MANSFIELD: Not each and every kid can say he created the discovery of a lifetime before he began kindergarten. Wylie Brys can.
The 4-year-old from southeast Arlington was searching for fish fossils in Mansfield last fall with his dad, Tim, when the preschooler came back with a bone that has excited even seasoned paleontologists from Southern Methodist University.
The 3-inch chunk turned out to be part of a nodosaur, a 94-million-year-old dinosaur that looked like at, squatty cow with armour,” stated Michael Polcyn, an SMU paleontologist.
The scientists were initially skeptical about what they would find on the building site near the new Sprouts Farmers Market place less than one hundred yards from busy Matlock Rd.
They thought the bone was possibly from a plesiosaur, which “we have all over the Metroplex,” SMU paleontologist Dale Winkler stated.
“We were not expecting to discover a lot of it,” Winkler mentioned. “It looked like the bones had been spread around. We started digging and 1 bone connected to a further bone that connected to another bone that connected to an additional bone.”

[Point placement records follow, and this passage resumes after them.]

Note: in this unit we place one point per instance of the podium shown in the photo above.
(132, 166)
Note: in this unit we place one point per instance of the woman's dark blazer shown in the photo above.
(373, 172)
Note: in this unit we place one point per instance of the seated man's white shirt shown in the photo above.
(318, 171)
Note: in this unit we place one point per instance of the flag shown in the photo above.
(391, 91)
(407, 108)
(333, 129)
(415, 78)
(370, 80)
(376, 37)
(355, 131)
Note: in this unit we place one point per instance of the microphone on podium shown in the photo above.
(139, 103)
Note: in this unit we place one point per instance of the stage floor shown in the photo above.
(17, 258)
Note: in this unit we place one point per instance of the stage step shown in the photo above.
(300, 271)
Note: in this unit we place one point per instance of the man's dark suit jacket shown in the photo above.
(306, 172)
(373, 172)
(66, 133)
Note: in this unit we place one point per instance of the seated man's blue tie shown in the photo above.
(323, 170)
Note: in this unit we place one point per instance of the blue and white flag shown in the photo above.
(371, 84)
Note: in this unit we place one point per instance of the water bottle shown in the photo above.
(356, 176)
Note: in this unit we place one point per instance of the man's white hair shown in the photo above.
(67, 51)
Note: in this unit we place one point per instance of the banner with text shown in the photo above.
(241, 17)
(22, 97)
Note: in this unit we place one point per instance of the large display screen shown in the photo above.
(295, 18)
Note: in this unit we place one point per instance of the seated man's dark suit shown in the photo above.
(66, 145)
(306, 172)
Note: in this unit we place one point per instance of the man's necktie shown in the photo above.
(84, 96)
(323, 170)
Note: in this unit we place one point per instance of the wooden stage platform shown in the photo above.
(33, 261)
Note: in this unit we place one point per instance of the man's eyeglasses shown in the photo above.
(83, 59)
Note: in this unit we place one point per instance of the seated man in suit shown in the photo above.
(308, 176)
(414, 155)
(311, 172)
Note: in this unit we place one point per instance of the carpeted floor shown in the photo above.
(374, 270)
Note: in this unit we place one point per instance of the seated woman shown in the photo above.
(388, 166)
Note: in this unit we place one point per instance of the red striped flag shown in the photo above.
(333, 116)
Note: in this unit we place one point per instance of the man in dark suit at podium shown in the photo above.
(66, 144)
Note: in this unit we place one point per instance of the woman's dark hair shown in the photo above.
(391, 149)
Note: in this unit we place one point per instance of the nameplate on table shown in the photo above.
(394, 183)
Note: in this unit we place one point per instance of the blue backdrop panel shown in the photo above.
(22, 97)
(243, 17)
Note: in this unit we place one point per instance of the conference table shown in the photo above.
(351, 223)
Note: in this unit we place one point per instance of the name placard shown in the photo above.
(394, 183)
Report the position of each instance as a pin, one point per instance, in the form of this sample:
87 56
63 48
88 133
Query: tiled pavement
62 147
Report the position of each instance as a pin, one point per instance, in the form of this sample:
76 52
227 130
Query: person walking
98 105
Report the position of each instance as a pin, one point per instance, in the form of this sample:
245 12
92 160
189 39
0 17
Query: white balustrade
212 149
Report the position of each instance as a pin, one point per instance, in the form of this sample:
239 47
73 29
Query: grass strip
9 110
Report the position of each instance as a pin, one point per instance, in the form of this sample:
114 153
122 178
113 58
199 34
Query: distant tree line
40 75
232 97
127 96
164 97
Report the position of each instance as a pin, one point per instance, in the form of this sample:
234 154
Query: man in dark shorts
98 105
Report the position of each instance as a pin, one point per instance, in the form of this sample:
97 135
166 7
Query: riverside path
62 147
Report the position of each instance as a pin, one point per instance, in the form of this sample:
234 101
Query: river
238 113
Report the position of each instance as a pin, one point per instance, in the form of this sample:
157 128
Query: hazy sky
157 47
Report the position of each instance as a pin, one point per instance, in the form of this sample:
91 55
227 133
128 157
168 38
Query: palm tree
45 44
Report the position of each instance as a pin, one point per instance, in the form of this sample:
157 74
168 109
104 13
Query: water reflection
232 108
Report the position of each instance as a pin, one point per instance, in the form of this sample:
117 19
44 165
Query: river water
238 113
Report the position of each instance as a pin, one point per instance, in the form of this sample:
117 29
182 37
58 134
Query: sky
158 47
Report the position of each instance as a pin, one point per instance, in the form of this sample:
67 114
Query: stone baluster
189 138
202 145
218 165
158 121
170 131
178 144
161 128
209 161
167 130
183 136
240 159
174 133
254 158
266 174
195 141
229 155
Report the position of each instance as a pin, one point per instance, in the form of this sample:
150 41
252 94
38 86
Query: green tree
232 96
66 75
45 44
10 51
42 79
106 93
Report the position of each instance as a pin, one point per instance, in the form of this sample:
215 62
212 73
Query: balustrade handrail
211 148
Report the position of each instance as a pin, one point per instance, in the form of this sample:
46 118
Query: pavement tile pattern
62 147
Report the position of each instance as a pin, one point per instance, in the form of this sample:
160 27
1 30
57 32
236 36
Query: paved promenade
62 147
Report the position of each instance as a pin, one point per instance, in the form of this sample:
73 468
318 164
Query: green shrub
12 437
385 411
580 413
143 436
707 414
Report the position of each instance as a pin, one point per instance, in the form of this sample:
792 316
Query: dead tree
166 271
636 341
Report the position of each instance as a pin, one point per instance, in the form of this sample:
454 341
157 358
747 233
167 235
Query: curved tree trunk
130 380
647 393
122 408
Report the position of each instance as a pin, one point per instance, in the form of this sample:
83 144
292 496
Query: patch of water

The paleontologists, along with volunteers from the Dallas Paleontological Society, started digging April three and unearthed “more than 50 per cent” of the nodosaur, a single of only five ever found in the Metroplex and the initially in decades.

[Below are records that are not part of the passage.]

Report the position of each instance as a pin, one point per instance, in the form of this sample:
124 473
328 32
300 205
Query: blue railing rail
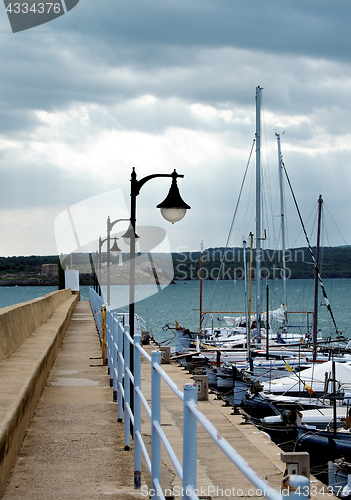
118 348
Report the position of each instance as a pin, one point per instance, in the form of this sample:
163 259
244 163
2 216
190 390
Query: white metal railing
123 355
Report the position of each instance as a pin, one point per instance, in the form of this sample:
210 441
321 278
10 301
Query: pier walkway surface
74 449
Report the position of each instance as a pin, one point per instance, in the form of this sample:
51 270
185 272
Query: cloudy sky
170 84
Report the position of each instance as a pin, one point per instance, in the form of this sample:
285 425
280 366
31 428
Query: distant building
49 270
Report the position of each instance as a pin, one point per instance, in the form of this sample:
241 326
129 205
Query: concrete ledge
24 372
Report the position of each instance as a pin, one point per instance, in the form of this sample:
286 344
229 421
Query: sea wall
18 322
30 336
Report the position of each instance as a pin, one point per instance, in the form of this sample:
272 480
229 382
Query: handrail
126 383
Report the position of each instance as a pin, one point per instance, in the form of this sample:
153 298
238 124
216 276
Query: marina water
180 302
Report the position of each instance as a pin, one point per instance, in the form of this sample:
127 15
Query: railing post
126 351
155 417
103 333
137 412
189 441
120 372
115 357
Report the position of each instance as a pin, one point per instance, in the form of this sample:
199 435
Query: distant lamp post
173 208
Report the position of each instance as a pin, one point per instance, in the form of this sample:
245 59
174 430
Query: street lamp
173 208
113 249
109 249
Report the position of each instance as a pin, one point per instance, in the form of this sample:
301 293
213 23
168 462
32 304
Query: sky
163 85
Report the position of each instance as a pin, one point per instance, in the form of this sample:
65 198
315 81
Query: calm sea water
180 302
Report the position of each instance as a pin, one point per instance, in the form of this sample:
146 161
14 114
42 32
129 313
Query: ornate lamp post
110 250
114 248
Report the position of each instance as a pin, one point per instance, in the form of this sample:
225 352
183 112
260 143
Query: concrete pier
74 450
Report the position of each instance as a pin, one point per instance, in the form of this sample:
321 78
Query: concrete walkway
74 446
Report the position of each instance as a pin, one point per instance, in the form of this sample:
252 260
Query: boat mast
315 311
258 212
280 160
247 320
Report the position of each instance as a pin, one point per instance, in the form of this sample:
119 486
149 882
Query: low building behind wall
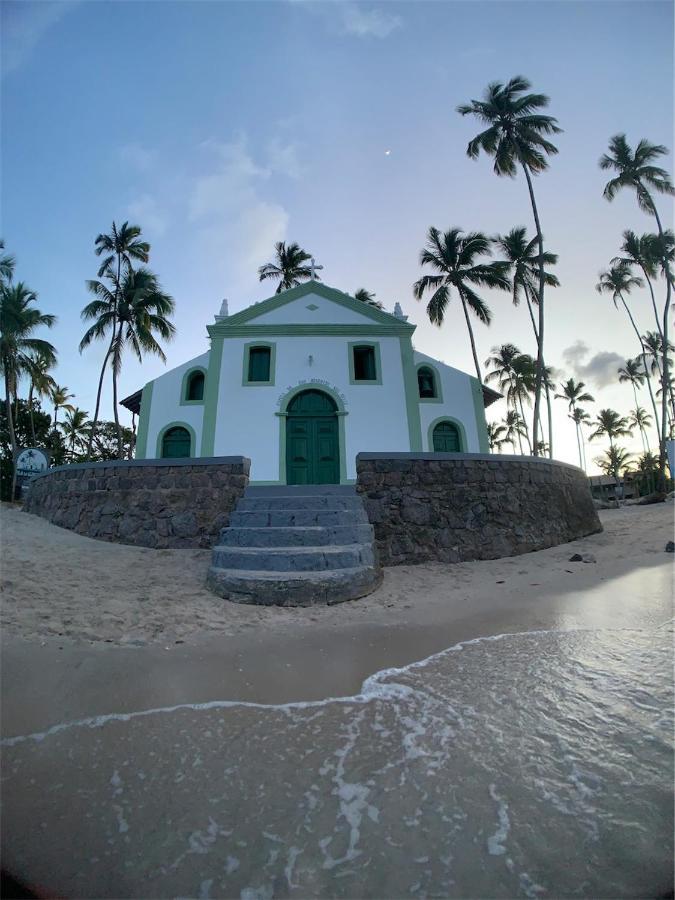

An adult, a child and a skull have been identified in Fort Worth, Texas, and a couple of bones have been located near Dallas/Fort Worth Airport, but none since the 1990s, Winkler stated.
And this come across is the most total of all, said SMU paleontologist Louis Jacobs, author of Lone Star Dinosaurs.
“Much of the skeleton is there,” Jacobs mentioned. “We don’t know how considerably. We took out legs, the backbone and ribs.”